U.S. patent no. 5,987,606 is directed to methods and systems for filtering internet content. Claims 1 and 22 were representative. Claim 1 recites a content filtering system comprising the elements of a “local client computer,” “at least one filtering scheme,” “a plurality of sets of logical filtering elements,” and “a remote ISP server coupled to said client computer and said internet computer network.” Claim 22 is directed to an “ISP server” comprising the elements of “a master inclusive-list of supplied sites,” “a plurality of sets of exclusive-lists of excluded sites,” and “a filtering scheme.”
Under the first prong of the “abstract idea” test, the court held that the claims were directed to the abstract idea of filtering content. The court explained that the “act of filtering content [is] a long-standing, well-known method of organizing human activity” that is “no more than an Internet iteration of the basic concept of filtering content.” The use of a computer and internet in the ’606 patent was not enough to show that the invention solved a problem that arose out of the use of the computer and internet.
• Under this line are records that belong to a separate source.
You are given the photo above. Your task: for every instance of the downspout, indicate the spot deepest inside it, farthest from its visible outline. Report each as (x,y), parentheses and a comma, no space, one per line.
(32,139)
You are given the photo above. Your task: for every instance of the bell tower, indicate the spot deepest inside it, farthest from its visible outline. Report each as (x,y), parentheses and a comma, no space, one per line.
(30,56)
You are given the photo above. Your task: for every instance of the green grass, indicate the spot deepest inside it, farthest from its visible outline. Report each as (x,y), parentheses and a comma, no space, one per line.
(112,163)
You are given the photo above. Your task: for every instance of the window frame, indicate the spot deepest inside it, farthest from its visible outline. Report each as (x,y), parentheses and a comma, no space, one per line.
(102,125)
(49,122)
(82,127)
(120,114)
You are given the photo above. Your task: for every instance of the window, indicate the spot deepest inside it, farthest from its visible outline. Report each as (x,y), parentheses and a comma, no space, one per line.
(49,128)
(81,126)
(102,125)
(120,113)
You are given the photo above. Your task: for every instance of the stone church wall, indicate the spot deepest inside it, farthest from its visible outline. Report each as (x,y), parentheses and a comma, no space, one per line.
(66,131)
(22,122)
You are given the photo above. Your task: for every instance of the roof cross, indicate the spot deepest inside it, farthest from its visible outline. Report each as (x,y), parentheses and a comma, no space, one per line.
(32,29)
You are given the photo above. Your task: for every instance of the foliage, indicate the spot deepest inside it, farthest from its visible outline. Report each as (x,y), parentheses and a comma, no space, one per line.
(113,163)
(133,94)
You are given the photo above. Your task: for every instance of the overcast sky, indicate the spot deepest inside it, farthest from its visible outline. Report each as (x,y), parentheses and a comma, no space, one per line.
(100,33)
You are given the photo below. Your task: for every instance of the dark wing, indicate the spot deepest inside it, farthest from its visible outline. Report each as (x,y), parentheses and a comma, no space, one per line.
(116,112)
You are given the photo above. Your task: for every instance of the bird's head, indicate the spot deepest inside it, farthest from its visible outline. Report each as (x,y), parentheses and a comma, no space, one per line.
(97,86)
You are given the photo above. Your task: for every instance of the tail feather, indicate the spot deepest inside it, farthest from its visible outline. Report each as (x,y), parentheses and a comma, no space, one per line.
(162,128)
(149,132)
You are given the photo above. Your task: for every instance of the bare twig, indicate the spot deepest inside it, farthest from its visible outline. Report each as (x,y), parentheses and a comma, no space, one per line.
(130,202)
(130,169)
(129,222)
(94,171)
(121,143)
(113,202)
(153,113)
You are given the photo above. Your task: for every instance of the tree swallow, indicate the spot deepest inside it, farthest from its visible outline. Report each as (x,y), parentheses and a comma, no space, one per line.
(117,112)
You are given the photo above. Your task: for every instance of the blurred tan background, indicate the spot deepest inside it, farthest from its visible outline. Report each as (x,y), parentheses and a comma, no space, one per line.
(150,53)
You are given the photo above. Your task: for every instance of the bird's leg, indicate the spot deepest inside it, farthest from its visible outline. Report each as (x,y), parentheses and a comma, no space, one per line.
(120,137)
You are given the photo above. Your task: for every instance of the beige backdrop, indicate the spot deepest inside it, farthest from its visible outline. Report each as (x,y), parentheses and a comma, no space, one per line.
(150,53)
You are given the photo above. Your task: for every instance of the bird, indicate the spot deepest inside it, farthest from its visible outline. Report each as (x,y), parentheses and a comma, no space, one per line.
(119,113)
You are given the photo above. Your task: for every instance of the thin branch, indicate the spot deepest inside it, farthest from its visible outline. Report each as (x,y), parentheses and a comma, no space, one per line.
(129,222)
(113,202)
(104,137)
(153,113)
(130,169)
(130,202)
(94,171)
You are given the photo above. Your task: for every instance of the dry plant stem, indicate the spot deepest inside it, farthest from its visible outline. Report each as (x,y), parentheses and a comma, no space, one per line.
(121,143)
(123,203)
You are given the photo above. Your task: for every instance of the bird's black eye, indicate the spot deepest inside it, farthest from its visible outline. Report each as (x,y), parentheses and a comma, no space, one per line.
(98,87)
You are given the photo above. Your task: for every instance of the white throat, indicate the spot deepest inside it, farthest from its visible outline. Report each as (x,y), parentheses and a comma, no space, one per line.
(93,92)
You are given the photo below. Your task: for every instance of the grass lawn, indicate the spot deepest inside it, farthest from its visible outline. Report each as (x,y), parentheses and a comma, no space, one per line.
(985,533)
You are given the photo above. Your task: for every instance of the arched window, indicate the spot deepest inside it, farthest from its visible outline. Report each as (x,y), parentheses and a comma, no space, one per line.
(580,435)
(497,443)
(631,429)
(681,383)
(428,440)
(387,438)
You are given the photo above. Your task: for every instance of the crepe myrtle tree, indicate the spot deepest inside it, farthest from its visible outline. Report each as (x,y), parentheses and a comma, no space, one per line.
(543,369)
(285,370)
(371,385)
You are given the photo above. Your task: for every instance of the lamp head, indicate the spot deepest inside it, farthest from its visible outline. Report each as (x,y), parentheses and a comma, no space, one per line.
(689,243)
Under the second prong of the test – whether there is “significantly more” than the abstract idea – the court mainly looked to whether the claims of the ’606 patent were analogous to the claims of the patent asserted in DDR Holdings v.Hotels.com L.P. The Federal Circuit in DDR Holdings focused on whether the claimed invention solves a long-standing problem or a problem that has arisen out of innovation. Here, the claims could preempt the entire field of filtering network content, and had no narrowing innovation. The patent owner’s argument that the claims presented a novel “ordered combination” did not present “significantly more” than the abstract idea. The claim limitations here, whether taken individually or as an ordered combination, were held to be an unpatentable abstract idea.